1.4 File sharing and websites

  • BitTorrent, of course, with Mainline DHT.
  • IPFS seems to be getting, well, maybe not popular, but mentioned here and there. There are papers and it is documented, but the implementations are currently in Go (reference), JS (incomplete), and Python (started). So, that would involve setting the whole Go thing to try, but the IPFS whitepaper looks nice. There's plenty of documentation, and a few separate parts (which can be and are isolated into libraries; though would be more helpful if they were actually reusable C libraries), but they still are a part of a single project, which is not small or simple.
  • Freenet is a distributed data store, apparently not very interactive. Or maybe it is; it's in Java, and I didn't try it myself.
  • ZeroNet: haven't tried it, and it's in Python, but apparently it's popular enough to at least mention. Apparently it doesn't care much about security (a HN thread).
  • HTTP/rsync/Gopher/whatever over onion (or otherwise a static address): Tor allows anyone to host a server accessible from outside by a fixed address, and there's plenty of tools to work with common protocols.
  • Gnutella: see below.

1.5 Search

1.5.1 Web crawling

YaCy and a few more (some of which are dead by now) distributed search engines exist. I have only tried YaCy, and it works, though haven't managed to find its technical documentation – so it's not clear how it works.

1.5.2 Other information

These networks include search for files, but by their names, not content-addressable (so they can't be easily verified, what brings additional challenges).

  • Gnutella again: used for file sharing, with query-based search (an unstructured system, as opposed to DHT-based and content-addressable structured ones).
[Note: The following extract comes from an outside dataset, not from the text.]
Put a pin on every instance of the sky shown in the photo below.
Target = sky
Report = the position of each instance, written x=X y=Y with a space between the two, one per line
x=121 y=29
Somewhat limited and hardly secure/reliable for search, but seemed to work in practice.

Related papers:

1.6 Cryptocurrencies

Plenty of those popped up recently. Looks like quite a waste of electricity and hardware to me, yet the idea itself is interesting.

1.7 GNUnet

Not sure how to classify it, but here are some links: gnunet.org, wiki://GNUnet, A Secure and Resilent Communication Infrastructure for Decentralized Networking Applications. Seems promising, but tricky to build, to figure how it all works, and to do anything with it now (a lack of documentation seems to be the primary issue, though probably there's more).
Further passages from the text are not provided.